En temporada alta, especialmente en hostelería y comercio, son frecuentes los cambios de horario y turno. La mayoría entran dentro de lo que la empresa puede organizar, pero algunos son lo bastante relevantes como para que el trabajador pueda reclamarlos. La diferencia está en la intensidad del cambio y en si respeta lo pactado.
Por qué los cambios de horario generan tantos conflictos
El verano concentra picos de actividad, bajas por vacaciones y necesidades de cobertura que llevan a ajustar turnos con poca antelación. Eso genera fricción cuando el cambio afecta a la vida personal del trabajador o cuando se percibe como una decisión unilateral sin explicación.
Qué puede organizar la empresa dentro de sus facultades
El poder de dirección del artículo 20 del Estatuto de los Trabajadores permite a la empresa organizar y distribuir el trabajo, incluidos ajustes razonables de turno dentro de la jornada pactada. Un cambio puntual de turno o una reordenación menor del horario suele estar dentro de esas facultades ordinarias, sobre todo si el convenio prevé cierta flexibilidad estacional.
Cuándo un cambio puede ser una modificación sustancial
Cuando el cambio es relevante y afecta de forma significativa al horario o a la distribución de la jornada pactada, entra en juego el artículo 41 del Estatuto de los Trabajadores: la empresa necesita una causa justificada (económica, técnica, organizativa o de producción) y debe seguir un procedimiento con comunicación previa.
Un ejemplo, solo a título ilustrativo
Imagina un hotel que, ante una reserva de última hora en temporada alta, pide a una persona trabajadora cambiar un turno de tarde por uno de mañana durante un único día. Ese ajuste puntual suele estar dentro de las facultades ordinarias de la empresa. Distinto sería que, sin previo aviso, se cambiara de forma permanente el horario pactado en el contrato de toda la plantilla de un departamento: ahí sí conviene revisar si se ha seguido el procedimiento del artículo 41 ET. Este ejemplo es solo ilustrativo: la calificación exacta depende del convenio y de los hechos concretos.
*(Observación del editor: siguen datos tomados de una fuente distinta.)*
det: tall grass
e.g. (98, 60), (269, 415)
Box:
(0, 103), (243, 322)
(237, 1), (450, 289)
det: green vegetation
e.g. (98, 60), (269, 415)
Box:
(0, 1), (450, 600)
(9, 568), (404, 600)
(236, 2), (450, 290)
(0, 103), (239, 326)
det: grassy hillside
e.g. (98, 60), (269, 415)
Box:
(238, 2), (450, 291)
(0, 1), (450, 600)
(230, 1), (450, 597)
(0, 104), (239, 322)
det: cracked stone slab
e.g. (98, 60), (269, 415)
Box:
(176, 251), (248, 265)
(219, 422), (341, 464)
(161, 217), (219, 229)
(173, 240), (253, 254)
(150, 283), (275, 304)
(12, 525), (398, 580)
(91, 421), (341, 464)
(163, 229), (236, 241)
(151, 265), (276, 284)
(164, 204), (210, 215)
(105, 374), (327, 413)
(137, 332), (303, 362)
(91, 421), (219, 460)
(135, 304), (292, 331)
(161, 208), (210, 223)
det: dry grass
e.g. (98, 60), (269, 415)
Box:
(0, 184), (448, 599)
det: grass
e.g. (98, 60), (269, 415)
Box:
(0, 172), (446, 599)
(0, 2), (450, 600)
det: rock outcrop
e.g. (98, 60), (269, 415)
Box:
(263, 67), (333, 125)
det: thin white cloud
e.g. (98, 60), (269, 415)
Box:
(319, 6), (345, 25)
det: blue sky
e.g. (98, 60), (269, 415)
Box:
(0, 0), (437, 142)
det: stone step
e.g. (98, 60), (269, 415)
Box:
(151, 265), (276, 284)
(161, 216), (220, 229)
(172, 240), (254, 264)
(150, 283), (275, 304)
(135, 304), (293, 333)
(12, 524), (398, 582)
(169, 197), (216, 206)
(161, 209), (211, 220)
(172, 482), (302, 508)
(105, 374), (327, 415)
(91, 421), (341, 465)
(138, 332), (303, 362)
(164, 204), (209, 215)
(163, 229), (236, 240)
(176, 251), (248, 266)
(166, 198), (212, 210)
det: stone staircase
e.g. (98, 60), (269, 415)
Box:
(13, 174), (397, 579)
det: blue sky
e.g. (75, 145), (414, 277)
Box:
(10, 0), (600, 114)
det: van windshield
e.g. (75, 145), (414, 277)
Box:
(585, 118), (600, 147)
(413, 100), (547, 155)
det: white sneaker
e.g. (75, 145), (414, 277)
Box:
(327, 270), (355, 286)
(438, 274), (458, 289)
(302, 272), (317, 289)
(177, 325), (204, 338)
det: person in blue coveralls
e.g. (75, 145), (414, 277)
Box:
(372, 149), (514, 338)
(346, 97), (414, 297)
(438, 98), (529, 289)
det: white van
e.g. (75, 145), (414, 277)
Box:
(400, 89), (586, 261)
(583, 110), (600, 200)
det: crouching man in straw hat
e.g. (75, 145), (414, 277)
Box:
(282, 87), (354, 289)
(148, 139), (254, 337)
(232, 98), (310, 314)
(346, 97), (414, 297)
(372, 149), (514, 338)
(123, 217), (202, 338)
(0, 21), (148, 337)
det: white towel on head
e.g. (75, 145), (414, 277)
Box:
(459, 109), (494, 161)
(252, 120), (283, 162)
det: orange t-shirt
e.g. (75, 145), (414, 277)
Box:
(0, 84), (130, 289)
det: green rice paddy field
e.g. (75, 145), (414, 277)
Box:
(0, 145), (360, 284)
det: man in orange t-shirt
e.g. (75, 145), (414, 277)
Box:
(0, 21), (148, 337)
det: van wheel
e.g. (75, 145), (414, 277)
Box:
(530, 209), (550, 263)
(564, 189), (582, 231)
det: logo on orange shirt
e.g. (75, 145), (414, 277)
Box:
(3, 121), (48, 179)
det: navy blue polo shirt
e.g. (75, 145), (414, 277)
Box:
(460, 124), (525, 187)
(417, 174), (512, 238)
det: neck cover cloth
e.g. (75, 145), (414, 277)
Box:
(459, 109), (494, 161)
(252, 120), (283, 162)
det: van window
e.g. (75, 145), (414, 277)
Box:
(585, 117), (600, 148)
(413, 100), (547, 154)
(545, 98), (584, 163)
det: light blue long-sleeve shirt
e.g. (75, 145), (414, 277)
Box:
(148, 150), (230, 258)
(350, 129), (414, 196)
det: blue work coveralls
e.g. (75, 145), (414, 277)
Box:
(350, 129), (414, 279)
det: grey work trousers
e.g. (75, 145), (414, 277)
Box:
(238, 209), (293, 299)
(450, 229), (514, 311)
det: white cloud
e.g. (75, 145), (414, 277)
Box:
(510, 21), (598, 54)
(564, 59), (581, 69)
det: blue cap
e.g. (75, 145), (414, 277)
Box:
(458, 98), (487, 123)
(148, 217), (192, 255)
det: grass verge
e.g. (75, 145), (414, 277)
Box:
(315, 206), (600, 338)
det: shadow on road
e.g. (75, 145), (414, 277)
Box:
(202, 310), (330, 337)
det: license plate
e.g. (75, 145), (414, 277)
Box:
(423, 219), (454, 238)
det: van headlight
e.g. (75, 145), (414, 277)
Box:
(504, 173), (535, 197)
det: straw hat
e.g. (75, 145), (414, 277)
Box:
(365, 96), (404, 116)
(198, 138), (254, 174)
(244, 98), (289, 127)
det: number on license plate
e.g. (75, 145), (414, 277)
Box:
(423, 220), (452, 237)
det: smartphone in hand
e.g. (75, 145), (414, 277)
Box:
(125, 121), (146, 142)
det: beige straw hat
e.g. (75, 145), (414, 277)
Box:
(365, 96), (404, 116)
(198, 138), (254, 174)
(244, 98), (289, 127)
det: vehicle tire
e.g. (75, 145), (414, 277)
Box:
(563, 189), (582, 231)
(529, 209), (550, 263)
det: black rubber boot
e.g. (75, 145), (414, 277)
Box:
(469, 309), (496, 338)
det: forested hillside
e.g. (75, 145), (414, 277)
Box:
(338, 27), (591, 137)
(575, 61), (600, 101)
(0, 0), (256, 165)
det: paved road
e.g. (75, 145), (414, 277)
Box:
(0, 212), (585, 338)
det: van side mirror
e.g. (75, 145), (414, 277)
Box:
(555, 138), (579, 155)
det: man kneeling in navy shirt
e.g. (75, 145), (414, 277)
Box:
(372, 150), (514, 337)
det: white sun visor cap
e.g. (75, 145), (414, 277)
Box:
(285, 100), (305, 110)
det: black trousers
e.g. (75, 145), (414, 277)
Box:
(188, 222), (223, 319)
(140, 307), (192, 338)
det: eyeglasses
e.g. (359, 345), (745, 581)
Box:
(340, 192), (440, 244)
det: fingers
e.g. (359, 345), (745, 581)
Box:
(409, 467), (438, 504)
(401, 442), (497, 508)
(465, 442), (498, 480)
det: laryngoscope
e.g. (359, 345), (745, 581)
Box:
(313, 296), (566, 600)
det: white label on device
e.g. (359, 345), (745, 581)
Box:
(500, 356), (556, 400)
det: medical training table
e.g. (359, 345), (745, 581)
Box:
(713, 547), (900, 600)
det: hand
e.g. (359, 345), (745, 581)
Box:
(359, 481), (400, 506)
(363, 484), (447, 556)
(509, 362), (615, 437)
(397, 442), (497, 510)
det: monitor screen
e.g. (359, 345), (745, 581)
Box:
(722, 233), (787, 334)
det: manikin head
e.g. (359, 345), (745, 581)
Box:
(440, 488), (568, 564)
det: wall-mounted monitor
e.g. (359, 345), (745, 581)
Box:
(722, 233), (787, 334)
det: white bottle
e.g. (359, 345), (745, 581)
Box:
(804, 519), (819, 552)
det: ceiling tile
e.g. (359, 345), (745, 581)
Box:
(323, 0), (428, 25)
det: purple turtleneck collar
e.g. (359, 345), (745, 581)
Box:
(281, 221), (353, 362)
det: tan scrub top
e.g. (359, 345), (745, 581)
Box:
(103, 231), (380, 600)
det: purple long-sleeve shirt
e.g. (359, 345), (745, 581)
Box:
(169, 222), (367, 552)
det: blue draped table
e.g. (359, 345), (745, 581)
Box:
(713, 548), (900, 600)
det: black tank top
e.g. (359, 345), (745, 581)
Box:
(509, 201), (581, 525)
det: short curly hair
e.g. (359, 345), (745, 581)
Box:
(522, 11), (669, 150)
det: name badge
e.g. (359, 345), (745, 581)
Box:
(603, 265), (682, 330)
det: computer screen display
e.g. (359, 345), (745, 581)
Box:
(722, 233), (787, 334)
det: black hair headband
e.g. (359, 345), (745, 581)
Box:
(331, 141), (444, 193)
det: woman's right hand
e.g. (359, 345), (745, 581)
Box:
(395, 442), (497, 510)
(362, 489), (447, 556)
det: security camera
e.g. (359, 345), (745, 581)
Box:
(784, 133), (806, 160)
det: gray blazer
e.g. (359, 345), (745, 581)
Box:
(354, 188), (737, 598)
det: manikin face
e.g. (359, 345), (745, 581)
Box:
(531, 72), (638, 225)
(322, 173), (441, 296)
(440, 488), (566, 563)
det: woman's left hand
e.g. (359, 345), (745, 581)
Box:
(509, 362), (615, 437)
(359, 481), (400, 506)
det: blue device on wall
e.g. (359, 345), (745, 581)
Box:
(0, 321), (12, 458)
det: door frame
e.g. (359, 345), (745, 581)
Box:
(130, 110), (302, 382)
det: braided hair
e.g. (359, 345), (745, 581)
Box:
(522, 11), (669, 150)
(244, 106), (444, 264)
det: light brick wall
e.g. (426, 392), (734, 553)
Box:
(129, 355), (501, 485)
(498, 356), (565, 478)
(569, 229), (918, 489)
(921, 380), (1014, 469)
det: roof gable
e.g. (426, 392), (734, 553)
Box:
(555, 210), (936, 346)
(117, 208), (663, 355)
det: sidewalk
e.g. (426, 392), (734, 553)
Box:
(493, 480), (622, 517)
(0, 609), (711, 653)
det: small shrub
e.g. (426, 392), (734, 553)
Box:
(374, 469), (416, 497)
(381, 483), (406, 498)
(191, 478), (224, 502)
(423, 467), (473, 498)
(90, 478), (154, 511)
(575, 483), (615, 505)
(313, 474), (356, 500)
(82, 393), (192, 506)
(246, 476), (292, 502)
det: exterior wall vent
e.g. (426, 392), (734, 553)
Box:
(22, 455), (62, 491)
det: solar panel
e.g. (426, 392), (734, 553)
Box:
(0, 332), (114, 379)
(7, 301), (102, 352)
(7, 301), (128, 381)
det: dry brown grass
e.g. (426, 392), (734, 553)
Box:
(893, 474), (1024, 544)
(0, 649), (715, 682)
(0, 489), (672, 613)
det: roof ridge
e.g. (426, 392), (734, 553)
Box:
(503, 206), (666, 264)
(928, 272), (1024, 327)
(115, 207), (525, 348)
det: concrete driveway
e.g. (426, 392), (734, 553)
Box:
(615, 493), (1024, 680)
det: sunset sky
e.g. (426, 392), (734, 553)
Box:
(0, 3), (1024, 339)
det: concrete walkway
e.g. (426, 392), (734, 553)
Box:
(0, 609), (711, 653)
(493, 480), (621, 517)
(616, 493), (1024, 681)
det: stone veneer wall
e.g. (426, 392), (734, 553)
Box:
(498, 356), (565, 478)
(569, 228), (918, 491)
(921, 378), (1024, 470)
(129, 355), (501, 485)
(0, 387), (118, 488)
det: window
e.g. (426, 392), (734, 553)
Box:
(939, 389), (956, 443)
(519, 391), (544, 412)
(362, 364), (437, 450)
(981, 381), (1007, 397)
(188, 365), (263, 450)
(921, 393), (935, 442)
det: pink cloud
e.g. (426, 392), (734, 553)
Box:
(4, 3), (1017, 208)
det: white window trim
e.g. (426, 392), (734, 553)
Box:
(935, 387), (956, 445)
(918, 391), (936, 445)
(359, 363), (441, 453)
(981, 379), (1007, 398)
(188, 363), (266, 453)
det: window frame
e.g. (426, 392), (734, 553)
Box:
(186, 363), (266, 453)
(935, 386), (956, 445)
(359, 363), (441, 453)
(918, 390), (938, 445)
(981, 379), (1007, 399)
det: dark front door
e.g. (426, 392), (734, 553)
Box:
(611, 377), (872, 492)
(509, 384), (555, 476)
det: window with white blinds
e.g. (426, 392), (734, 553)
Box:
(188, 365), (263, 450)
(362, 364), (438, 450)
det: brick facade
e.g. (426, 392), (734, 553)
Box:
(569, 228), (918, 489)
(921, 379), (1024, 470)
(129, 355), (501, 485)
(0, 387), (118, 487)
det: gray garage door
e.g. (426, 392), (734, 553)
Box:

Qué debe revisar el trabajador antes de reclamar
Conviene comparar el horario pactado en el contrato con el cambio propuesto, revisar qué dice el convenio colectivo sobre flexibilidad estacional o turnos, y valorar si el cambio es puntual o se repite de forma sistemática. No todo cambio incómodo es jurídicamente una modificación sustancial.
También conviene diferenciar entre un cambio que afecta a un solo día y uno que reordena de forma duradera la distribución semanal de la jornada: el segundo tiene muchas más probabilidades de calificarse como modificación sustancial y de exigir el procedimiento correspondiente.
Qué documentación conviene conservar
Cuadrantes de turnos, comunicaciones sobre el cambio, el contrato de trabajo y el convenio aplicable son la base para valorar si un cambio concreto respeta los límites legales, tanto desde el punto de vista de la empresa como del trabajador.
Qué pasa si la empresa no sigue el procedimiento
Cuando un cambio se califica como modificación sustancial y la empresa no ha seguido el procedimiento del artículo 41 ET (causa justificada y comunicación previa), la persona trabajadora puede impugnarlo. Además, si el cambio le causa un perjuicio, puede tener derecho a rescindir su contrato con la indemnización prevista legalmente para estos casos, en lugar de asumir el cambio sin más.
Cómo prevenir conflictos en hostelería y comercio
Planificar los cuadrantes con antelación razonable, comunicar los cambios por escrito y revisar qué margen de flexibilidad estacional permite el convenio propio reduce buena parte de los conflictos habituales en negocios con fuerte estacionalidad.
En sectores como la hostelería, donde el convenio suele prever cierta variabilidad de horario ligada a la actividad, conviene que la empresa deje por escrito el criterio que sigue para asignar turnos en temporada alta, de forma que sea aplicable de manera uniforme a toda la plantilla y no se perciba como una decisión arbitraria caso por caso.